DOI: 10.1186/1546-0096-5-22

Received: 20 August 2007

Accepted: 03 December 2007

Published: 03 December 2007

Abstract

Background

There are neither sensitive nor specific laboratory tests for measuring disease activity in localized scleroderma (LS). Monitoring is done almost exclusively by clinical assessment. Our aim was to determine whether serum concentrations of TGFβ1 are a good biomarker of disease activity in children with LS.

Methods

55 pediatric patients with LS were divided into sub-types according to their main lesion; morphea, generalized morphea, linear scleoderma affecting a limb or the face. The lesions were further categorized by overall clinical assessment into active, inactive, and indeterminate groups according to disease activity. Serum TGFβ1 concentration levels were measured by enzyme linked immunosorbent assay (ELISA), analyzed and correlated with disease subtypes and disease activity.

Results

The mean TGFβ1 concentration were significantly higher in the patient group (51393 ± 33953 pg/ml) than in the control group (9825 ± 5287 pg/ml) (P < 0.001). The mean concentration were elevated in all the disease subtypes, and did not correlate with disease duration or activity.

Conclusion

Serum concentration of TGFβ1 were elevated in patients with all subtypes of LS irrespective of clinical disease activity.
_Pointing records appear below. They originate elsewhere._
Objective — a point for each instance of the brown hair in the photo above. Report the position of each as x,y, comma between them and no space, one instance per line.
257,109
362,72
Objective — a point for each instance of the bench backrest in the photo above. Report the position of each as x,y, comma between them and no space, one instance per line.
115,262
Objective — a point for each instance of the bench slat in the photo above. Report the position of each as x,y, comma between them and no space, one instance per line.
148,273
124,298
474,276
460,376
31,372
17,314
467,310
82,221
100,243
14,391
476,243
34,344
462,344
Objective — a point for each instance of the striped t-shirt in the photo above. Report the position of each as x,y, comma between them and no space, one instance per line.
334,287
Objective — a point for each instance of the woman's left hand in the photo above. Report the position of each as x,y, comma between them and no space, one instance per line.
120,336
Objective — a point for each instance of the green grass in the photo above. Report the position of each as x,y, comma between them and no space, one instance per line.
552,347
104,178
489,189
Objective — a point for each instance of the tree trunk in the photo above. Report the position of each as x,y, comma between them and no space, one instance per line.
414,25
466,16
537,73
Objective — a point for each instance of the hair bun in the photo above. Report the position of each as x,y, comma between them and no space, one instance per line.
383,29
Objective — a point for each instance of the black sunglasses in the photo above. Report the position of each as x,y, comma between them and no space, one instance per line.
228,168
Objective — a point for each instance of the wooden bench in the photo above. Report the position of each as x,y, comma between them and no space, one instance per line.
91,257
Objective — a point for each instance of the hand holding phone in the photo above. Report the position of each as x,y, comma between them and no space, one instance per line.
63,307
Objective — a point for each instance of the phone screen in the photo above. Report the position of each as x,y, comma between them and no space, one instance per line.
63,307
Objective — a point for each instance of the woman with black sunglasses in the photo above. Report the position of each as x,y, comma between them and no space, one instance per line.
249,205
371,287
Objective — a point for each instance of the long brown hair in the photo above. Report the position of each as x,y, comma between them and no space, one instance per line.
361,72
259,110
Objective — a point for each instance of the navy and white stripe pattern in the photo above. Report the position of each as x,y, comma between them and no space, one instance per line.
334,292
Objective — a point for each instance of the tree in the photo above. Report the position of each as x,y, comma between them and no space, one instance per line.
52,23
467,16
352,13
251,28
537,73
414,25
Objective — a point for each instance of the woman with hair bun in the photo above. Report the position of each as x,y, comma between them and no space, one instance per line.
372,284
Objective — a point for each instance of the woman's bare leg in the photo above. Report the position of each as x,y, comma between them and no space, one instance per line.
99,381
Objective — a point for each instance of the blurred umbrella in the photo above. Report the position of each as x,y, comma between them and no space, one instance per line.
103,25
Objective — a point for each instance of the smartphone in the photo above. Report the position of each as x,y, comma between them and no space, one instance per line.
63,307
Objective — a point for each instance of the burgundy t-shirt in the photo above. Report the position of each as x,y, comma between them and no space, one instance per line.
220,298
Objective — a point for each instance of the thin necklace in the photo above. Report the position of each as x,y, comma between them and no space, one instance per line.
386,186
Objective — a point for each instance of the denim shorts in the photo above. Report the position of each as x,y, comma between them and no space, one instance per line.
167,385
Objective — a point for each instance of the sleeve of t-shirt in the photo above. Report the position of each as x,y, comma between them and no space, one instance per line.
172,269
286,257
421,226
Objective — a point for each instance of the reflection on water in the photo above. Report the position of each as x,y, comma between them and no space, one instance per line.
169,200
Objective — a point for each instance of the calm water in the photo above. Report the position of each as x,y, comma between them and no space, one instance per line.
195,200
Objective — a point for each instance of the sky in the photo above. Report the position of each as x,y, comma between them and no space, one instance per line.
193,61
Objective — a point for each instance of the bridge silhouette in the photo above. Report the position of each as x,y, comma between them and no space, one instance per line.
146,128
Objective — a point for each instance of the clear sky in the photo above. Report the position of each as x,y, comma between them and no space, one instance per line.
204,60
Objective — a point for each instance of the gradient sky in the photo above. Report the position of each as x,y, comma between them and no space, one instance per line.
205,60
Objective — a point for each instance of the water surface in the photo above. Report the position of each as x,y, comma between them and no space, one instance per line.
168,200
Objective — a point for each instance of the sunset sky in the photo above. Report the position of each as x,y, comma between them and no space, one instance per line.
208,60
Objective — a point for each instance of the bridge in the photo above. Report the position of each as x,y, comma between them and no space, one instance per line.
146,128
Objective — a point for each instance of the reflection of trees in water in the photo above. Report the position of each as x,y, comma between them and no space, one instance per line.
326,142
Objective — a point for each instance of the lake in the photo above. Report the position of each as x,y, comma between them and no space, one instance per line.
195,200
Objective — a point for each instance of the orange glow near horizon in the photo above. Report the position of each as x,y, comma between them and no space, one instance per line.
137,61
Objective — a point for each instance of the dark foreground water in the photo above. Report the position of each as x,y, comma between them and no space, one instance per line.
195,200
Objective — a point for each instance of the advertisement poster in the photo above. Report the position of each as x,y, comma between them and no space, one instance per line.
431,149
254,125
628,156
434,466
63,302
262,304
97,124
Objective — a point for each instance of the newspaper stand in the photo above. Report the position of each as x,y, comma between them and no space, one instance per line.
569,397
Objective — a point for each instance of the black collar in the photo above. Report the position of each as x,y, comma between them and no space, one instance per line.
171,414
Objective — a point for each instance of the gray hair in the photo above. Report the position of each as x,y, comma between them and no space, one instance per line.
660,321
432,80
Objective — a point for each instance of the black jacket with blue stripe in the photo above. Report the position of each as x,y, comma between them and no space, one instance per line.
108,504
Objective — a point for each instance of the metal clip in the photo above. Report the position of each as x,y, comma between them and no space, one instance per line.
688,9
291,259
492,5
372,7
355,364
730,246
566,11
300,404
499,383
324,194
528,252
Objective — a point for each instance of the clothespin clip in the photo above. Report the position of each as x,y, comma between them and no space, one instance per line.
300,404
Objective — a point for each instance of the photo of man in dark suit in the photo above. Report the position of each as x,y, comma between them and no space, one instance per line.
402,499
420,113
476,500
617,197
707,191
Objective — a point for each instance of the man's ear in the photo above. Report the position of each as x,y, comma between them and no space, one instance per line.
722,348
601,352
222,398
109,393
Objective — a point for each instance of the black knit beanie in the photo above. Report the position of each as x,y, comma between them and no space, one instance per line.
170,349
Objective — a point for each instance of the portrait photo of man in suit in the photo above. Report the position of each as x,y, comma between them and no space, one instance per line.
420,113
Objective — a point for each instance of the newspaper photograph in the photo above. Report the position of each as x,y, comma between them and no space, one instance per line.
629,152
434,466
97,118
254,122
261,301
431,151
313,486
Although TGFβ1 may play an important role in the pathogenesis of local skin fibrosis, circulating blood levels of molecules known to act locally may not be useful biomarkers of disease activity.

Background

Localized scleroderma (LS) is the most common type of scleroderma in children. LS differs from systemic sclerosis (SSc) by typically being confined to the skin and subcutaneous tissue, with only rare involvement of the internal organs [1, 2]. There are neither sensitive nor specific laboratory tests for measuring disease activity, and monitoring is done almost exclusively by clinical assessment, which is often challenging. Identifying a laboratory marker of disease activity will aid in the management of affected children.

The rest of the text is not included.